Kirsten Miller (aka the author of the most awesome Kiki Strike commented yesterday, but left no way to get in touch... so Kirsten, if you're reading this, I'm an adult medium. I'm also going to see if I can email you via Bloomsbury.
I'm trying to catch up on reviews. I'm seriously about 85 books behind. One of my new year's resolutions last year was "Be a Better Blogger". I think I was but this next year, it's going to be "Review at least 5 books a week or stay current with reading". So y'all have that to look forward to. Marie's been complaining about my lack of reviews and therefore her lack of new books to look for.
So... here are two tales of ghetto life, one of which is awesome, and one of which is not so much.
I read Kiffe Kiffe Tomorrowby Faiza Guene based on this post at Lotus Reads. In this deceptively easy read, Doria is a French teenager of Moroccan descent living in Paradise Gardens-- a Parisian suburban ghetto. Sick of school, sick of the stream of social workers coming to the house, sick of her gossip-y neighbors, Doria's main outlook on life is "kif kif tomorrow" which she translates as "same old shit tomorrow". The chapters are short, the style is as if a 15-year-old girl were just talking at you and it works really well. If you don't want to , you won't notice the stark and dismal portrait of life for Arab immigrants to France. But this is still a great book, not only for the protrayal of Parisian ghetto life, but also because it's a remarkable story of Doria's coming-of-age and can be enjoyed on many levels. I highly recommend.
Tyrell, by Coe Booth, doesn't work nearly as well. This is also written in the voice of a teenager living in the projects of the Bronx. Except that his mom gets evicted and they (along with his younger brother) need to navigate the city's homeless system. Tyrell's dream is to get back into the projects. Booth grew up and lives in the Bronx and was a social worker there for a long time. I don't doubt the book's voice, or the authenticity of the story. What rankles me is the over reliance on stereotypes, the flatness of many of the characters, and a distrubingly misogynistic tone. There was not 1 decent woman in the whole book. Not 1!

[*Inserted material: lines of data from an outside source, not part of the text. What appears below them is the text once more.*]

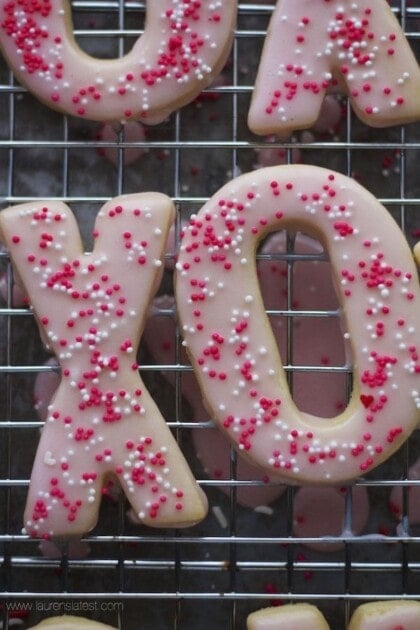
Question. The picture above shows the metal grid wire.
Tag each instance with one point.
(211, 575)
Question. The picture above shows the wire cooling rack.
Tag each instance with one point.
(239, 559)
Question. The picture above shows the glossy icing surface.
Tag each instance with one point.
(101, 420)
(288, 617)
(184, 45)
(386, 615)
(231, 344)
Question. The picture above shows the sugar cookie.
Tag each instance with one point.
(101, 420)
(288, 617)
(70, 622)
(212, 448)
(184, 46)
(417, 253)
(387, 615)
(413, 494)
(315, 46)
(232, 347)
(320, 511)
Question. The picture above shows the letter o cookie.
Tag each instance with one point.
(232, 347)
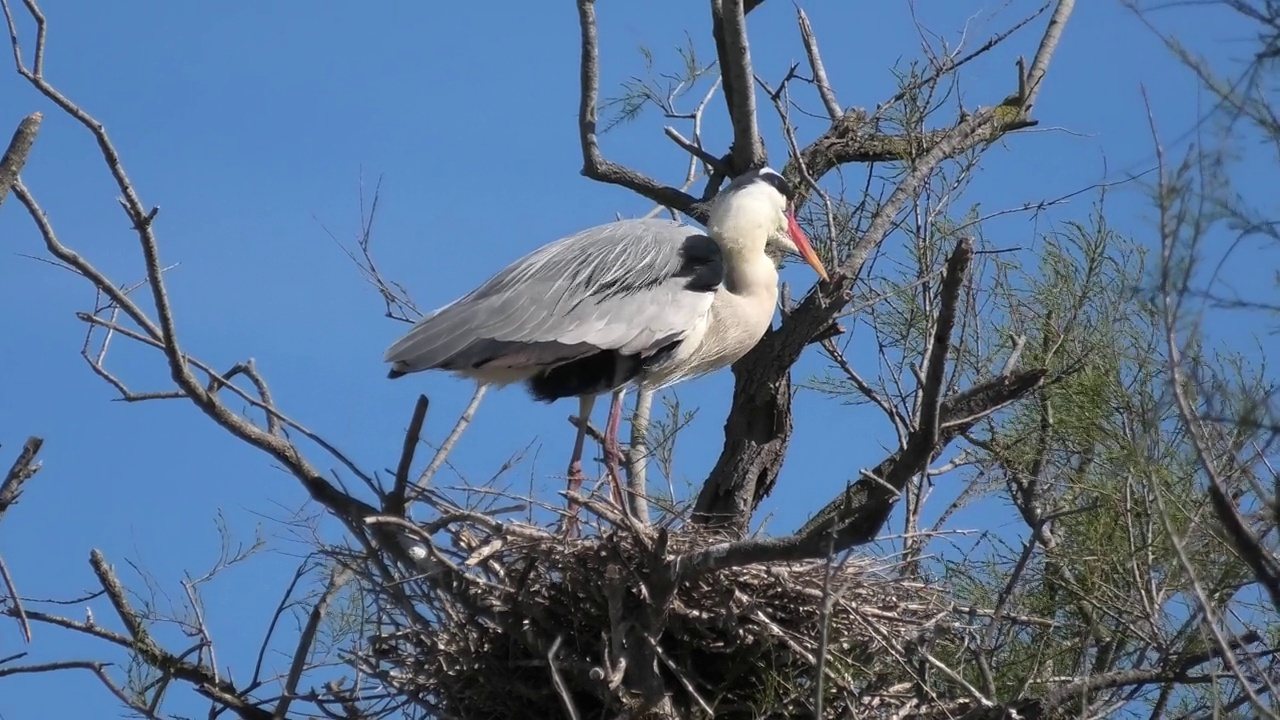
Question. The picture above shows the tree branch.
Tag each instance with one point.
(728, 28)
(23, 468)
(337, 579)
(16, 155)
(759, 425)
(819, 71)
(396, 501)
(858, 514)
(202, 678)
(594, 164)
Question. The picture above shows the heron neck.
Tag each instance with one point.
(749, 272)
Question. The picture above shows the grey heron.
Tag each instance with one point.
(644, 301)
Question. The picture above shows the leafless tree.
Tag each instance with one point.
(448, 604)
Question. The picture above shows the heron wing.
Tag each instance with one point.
(632, 287)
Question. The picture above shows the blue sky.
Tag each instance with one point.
(250, 124)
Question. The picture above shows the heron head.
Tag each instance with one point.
(763, 197)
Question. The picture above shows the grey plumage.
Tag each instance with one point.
(580, 315)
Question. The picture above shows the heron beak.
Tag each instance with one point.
(801, 244)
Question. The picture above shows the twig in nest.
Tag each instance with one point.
(560, 682)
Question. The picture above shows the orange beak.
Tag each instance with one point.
(801, 242)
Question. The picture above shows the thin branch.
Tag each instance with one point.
(97, 669)
(396, 501)
(819, 71)
(728, 28)
(594, 164)
(638, 455)
(694, 149)
(337, 579)
(16, 600)
(860, 511)
(23, 468)
(447, 446)
(16, 155)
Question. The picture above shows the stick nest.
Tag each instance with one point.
(513, 621)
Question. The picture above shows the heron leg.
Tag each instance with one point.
(575, 464)
(613, 451)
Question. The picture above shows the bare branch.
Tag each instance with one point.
(694, 149)
(447, 446)
(16, 600)
(337, 579)
(23, 468)
(396, 501)
(728, 28)
(819, 71)
(638, 456)
(16, 155)
(594, 164)
(759, 427)
(859, 513)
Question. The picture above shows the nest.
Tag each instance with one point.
(510, 620)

Tomorrow, I leave for Christmas down Texas way. I'm already thinking about what books to bring. I plan on catching up on lots of reading. Lots of books!
3 comments:
I have to disagree with your assessment of Tyrell. I didn't find it at all misogynistic - I did find it realistic and sometimes depressingly so. I’m not sure how you define “decent”, but I found Novisha and Jasmine interesting, complicated and authentic young women – dealing with life the best way they know how. As for Tyrell’s mother, she may not be a good mother, but she is another character grasping at whatever is available to her. Tyrell may not be a pretty picture but it is a powerful story of teens, adults and families struggling with poverty – an all too real crisis in our country. These are people who are barely getting by (or not at all), using all the resources they can and walking a very thin line. It’s raw and gritty but not at all stereotypical.
Hi There,
Adult medium it is! You can send your address to kikistrike@gmail.com.
Kirsten Miller
Let me say, I know I am in the minority when it comes to my opinions on Tyrell. Everyone else seems to loooooove it, including my hero, David Levithan.
Novisha and Jasmine might have been interesting, complicated, and authentic, but I didn't find either of them overly positive. Novisha's dishonesty bothered me, and she came off as a bit spineless. More than anything, she just annoyed me. Jasmine really bothered me, especially her use of sex as means of manipulation. If she had been a guy, and Tyrell a girl, her behavoir would have been completely unacceptable. Tyrell's mom may have been grasping at whatever is available, but when that includes refusing to look for a job, drinking, taking drugs, and abusing her children? I don't have to, and I won't respect that.
You might not find it sterotypical, but I do. Tyrell's story is exactly what people in small-town white middle America think urban black life is like. I was expecting something less predictable from someone like Booth.